The best way to get around in Anguilla is in a taxi. They are widely available from the airport or the ferry dock. Taxis in Anguilla do not have meters, and fares are fixed as posted on their published rate. Taxi fares are between $6 and $24, depending on the distance and location. Though rates are pretty expensive, taxi drivers in Anguilla make excellent tour guides. Some taxi drivers also offer tours around the island at $40 for a maximum of two hours. Furthermore, visitors can arrange all their transportation needs with a local taxi driver.
Anguilla has several car rental companies, both local and international, for travelers to choose from. The rental rate is as low as $40, depending on the car type and model. Alternatively, visitors can hire a bicycle or scooter to explore the island from $10 to $20 daily. The leading bike rental companies are ExoticPlus, Premier Mountain Bike Rentals, Mutiscenic Bike Rental, and Boo’s Cycle Rentals. For scooters, travelers can check out A & S Scooter Rentals, On 2 Scooter Rentals, and Boo’s Cycle Rentals.

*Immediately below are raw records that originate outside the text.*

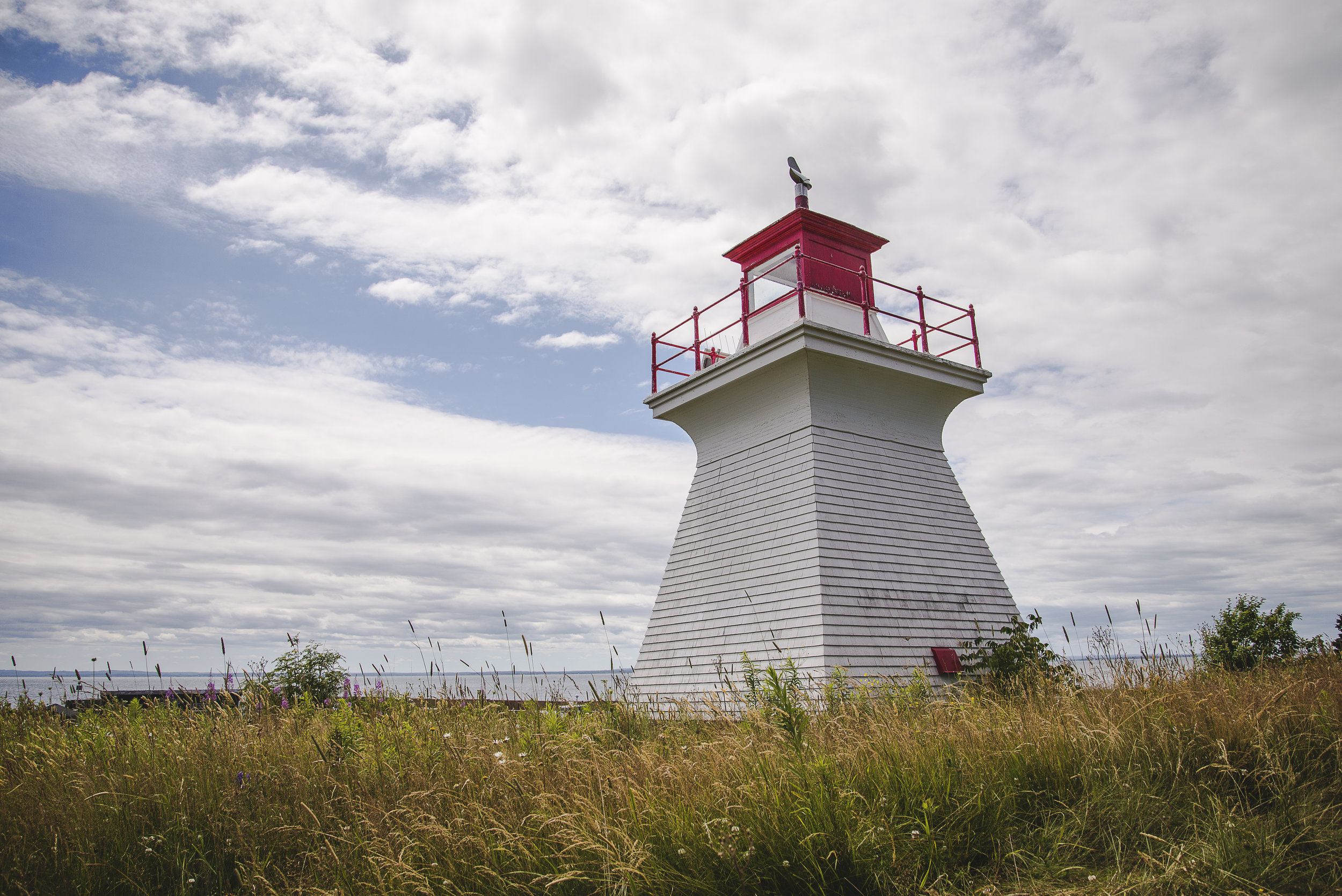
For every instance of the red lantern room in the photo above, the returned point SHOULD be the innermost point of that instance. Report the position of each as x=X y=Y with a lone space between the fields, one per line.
x=830 y=258
x=811 y=267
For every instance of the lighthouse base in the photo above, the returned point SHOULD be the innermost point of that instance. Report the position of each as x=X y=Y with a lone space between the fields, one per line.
x=825 y=523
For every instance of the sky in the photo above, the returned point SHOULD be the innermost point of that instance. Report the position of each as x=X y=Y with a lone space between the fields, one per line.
x=324 y=318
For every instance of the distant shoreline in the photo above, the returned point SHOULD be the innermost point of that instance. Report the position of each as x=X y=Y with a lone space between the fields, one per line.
x=140 y=674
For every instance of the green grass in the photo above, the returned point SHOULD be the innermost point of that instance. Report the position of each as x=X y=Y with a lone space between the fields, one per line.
x=1192 y=784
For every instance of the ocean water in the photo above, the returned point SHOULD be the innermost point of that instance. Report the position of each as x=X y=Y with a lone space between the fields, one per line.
x=563 y=686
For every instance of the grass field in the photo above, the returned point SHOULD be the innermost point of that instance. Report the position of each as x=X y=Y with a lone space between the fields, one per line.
x=1177 y=784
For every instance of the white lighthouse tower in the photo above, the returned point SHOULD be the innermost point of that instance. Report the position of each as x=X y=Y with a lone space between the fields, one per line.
x=825 y=522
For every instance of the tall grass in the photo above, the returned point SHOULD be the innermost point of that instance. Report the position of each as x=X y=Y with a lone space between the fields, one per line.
x=1176 y=784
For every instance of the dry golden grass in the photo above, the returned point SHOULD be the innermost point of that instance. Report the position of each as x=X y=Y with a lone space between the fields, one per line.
x=1187 y=784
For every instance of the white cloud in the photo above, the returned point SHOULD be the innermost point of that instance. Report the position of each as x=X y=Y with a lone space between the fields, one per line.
x=575 y=340
x=404 y=292
x=15 y=282
x=200 y=498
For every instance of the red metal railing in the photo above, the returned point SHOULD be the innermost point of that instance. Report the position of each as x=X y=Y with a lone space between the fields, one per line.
x=705 y=343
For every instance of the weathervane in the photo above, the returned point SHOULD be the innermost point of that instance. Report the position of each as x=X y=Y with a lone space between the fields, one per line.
x=801 y=181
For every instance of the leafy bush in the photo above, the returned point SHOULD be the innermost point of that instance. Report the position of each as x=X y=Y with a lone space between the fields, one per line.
x=1242 y=636
x=305 y=670
x=1018 y=655
x=777 y=693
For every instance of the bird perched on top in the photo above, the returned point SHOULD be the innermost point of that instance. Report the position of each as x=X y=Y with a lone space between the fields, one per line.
x=798 y=178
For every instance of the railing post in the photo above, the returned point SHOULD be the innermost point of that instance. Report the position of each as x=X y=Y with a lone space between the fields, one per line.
x=745 y=313
x=696 y=316
x=922 y=318
x=801 y=281
x=973 y=334
x=866 y=311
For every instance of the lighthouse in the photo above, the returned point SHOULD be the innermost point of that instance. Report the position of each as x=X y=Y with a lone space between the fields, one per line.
x=825 y=523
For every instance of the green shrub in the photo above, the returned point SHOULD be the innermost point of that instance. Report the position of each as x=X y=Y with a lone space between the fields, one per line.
x=1242 y=636
x=1020 y=654
x=305 y=670
x=777 y=693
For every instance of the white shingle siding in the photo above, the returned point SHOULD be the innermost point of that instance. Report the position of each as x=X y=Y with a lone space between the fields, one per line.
x=823 y=517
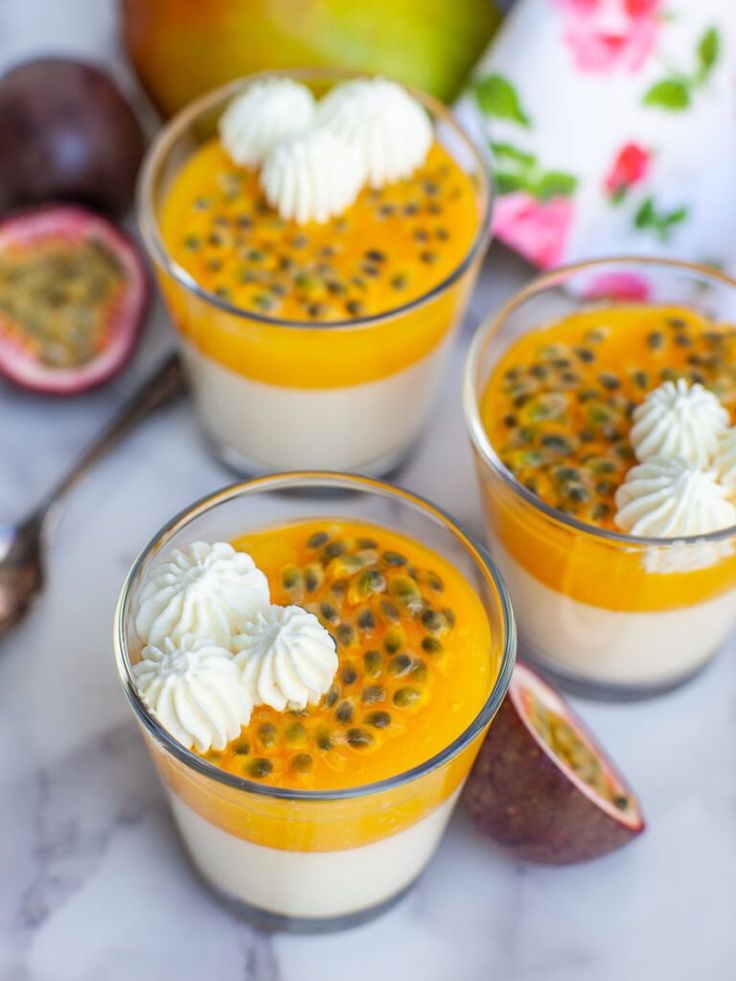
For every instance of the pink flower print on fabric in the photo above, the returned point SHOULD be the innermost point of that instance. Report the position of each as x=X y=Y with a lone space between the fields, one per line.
x=609 y=35
x=618 y=286
x=538 y=230
x=630 y=167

In addition to car rental rates, travelers will need a valid driver’s license and a temporary Anguillian driver’s license. These licenses are provided through local car rental companies at $15, suitable for three days, or $25 for three months.
Anguilla is mainly flat terrain, and navigating the island is easy and convenient for travelers. Additionally, visitors can drive from one end of the island to another in approximately forty-five minutes. And take note that driving is on the left side of the road.